Всем троим подали по порции размороженного лобстера, затем подгоревшую свинину на ребрышках, целую гору жареной картошки, какие-то подозрительные соленья и, наконец, обычный магазинный торт с банальными кремовыми розами.
— Я люблю простую, здоровую пищу, — сообщила Темногорская, на бокале которой остались жирные отпечатки ее пальцев. — Все эти морские коктейли и суши-пуши не для меня. — Проследив за жестом Павлины, она смахнула крем с носа и облизала палец. — Вот сестрица моя — та просто помешана на новомодных яствах. Ей фуагру подавай.
Павлина смутилась, и Темногорская, довольная этим, расхохоталась, после чего поинтересовалась, не желает ли Антонов выкурить хорошую кубинскую сигару. Его вежливый отказ ее удивил.

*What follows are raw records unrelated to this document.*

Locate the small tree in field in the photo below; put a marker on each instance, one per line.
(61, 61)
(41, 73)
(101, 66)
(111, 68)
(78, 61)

— Разве вы не курите? — усомнилась она. — А мне показалось…
— Бросил, — сказал он, догадавшись, что Антон поделился с хозяйкой своими наблюдениями.
— Что ж, похвально, — прокомментировала Темногорская. — Это свидетельствует о наличии у вас силы воли. Качество редкое для современных мужчин, а потому особенно ценное. Не хотите ли поработать на меня?
Очки, поймавшие свет люстры, нацелились на Антонова, как два лазера.
— Кем? — спросил он.
— Наемником, кем же еще.
— Намечаются боевые действия?
— Как же без них во время войны?
Антонов посмотрел на Темногорскую, пытаясь разглядеть выражение ее глаз за сверкающими стеклышками.
— Разве идет война? — удивился он.
— Конечно, — подтвердила она.
— Кого? С кем?
— Всех. Со всеми. За финансы. За природные ресурсы. За территории и их население. За сферы влияния. — Устав перечислять, Темногорская подвела итог: — Все как всегда: деньги и власть, власть и деньги. У кого их нет, тот неудачник. Лузер.